Khimji v. Dhanani was further considered by the Court of Appeal in Toronto-Dominion Bank v. Hylton, [2010] O.J. No. 4725 where the court stated:
[38] Against the backdrop of the nature of the proceeding and the parties to the proceeding, the court should consider the evidence and strength of the evidence of the reason for the adjournment request, the history of the matter including deliberate delay or misuse of the court process, the prejudice to the party resisting the adjournment and the consequences to the requesting party of refusing the request.
[39] Once again, the fact that a party is self-represented is a relevant factor. That is not to say that a self-represented party is entitled to a “pass”. However, as part of the court’s obligation to ensure that all litigants have a fair opportunity to advance their positions, the court must assist self-represented parties so they can present their cases to the best of their abilities. Linhares de Sousa J. provided a helpful list of ways to assist self-represented litigants in Kainz v. Potter (2006), 2006 CanLII 20532 (ON SC), 33 R.F.L. (6th) 62 (Ont. S.C.), at para. 65:
[N]umerous Court decisions have reiterated the principle again and again, that self-represented parties are entitled to receive assistance from an adjudicator to permit them to fairly present their case on the issues in question. This may include directions on procedure, the nature of the evidence that can be presented, the calling of witnesses, the form of questioning, requests for adjournments and even the raising of substantive and evidentiary issues. [Emphasis added.]

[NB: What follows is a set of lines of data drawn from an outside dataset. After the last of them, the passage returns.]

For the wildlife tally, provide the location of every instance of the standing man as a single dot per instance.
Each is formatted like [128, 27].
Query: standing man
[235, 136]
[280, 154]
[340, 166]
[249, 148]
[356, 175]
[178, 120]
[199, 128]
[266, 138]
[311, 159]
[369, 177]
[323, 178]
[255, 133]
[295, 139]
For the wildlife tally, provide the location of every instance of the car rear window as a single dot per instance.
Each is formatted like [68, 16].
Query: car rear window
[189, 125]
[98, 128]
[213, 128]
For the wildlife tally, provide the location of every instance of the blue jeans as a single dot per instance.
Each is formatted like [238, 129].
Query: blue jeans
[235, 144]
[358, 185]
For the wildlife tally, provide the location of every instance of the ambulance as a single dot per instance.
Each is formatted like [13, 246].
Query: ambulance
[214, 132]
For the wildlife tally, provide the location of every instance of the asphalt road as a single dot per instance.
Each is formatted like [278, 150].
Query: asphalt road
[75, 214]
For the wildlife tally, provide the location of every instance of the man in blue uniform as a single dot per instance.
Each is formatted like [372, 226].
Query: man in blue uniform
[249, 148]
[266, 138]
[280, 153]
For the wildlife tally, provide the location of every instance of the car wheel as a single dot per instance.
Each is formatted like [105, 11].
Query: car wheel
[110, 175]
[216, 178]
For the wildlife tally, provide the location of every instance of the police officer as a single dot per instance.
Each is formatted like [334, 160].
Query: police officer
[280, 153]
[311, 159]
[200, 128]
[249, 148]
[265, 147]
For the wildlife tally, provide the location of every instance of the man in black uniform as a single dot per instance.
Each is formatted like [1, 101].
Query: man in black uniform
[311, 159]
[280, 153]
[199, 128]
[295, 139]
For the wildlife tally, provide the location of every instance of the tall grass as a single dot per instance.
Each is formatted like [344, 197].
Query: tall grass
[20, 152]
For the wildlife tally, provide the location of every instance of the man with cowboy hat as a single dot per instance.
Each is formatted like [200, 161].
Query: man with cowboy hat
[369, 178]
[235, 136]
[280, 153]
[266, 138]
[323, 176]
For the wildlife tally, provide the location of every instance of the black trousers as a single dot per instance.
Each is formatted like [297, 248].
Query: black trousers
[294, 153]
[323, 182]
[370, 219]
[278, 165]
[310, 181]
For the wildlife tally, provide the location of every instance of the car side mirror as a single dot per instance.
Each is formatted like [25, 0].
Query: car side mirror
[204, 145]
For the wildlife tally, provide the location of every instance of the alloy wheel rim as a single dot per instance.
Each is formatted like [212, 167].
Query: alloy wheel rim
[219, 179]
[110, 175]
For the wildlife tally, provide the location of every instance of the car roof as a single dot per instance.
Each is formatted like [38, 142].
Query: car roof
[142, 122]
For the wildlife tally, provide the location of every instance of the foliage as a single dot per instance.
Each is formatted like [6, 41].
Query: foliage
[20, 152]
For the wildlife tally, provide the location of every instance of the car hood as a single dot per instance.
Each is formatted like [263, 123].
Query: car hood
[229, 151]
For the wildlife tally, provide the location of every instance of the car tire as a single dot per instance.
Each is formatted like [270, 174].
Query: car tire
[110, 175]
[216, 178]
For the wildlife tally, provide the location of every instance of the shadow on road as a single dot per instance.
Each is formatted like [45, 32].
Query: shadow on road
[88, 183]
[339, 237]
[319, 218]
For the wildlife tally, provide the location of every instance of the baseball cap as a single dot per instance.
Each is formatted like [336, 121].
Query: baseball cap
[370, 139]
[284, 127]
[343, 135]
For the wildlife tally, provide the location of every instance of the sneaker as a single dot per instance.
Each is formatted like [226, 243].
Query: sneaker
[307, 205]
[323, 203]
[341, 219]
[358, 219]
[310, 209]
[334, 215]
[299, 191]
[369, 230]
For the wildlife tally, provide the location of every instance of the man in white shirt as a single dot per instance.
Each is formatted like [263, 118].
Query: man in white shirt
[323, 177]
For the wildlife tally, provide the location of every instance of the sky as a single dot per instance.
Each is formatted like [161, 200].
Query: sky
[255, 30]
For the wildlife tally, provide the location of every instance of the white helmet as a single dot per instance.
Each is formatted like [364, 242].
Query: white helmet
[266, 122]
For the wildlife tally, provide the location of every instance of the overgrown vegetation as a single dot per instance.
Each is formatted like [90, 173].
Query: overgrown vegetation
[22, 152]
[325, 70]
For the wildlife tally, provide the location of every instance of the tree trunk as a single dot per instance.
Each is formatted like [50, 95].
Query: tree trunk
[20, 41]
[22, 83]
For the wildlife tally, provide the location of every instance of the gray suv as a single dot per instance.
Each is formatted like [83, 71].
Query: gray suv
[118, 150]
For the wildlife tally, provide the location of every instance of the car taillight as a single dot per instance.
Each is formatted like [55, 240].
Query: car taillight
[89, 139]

In D.M. v. CAS of Ottawa, 2021 ONSC 8360 the Divisional Court focussed on procedural fairness and due process in summarizing the considerations in relation to adjourning a hearing:
[240] Whether to grant or refuse an adjournment of a hearing is a matter of judicial discretion. Factors for a court to consider in deciding to grant or refuse an adjournment, include:
(a) the overall objective of a determination of the matter on its substantive merits;
(b) the principles of natural justice;
(c) that justice not only be done but appear to be done;
(d) the particular circumstances of the request for an adjournment and the reasons and justification for the request;
(e) the practical effect or consequences of an adjournment on both substantive and procedural justice;
(f) the competing interests of the parties in advancing or delaying the progress of the litigation;
(g) the prejudice not compensable in costs, if any, suffered by a party by the granting or the refusing of the adjournment;
(h) whether the ability of the party requesting the adjournment to fully and adequately prosecute or defend the proceeding would be significantly compromised if the adjournment were refused;
(i) the need of the administration of justice to process civil proceedings in an orderly manner; and
(j) the need of the administration of justice to enforce court orders effectively. That a party is self-represented is a relevant factor in the exercise of the court’s discretion to grant or refuse an adjournment because a part of the court’s obligation is to ensure that all litigants have a fair opportunity to advance their positions.”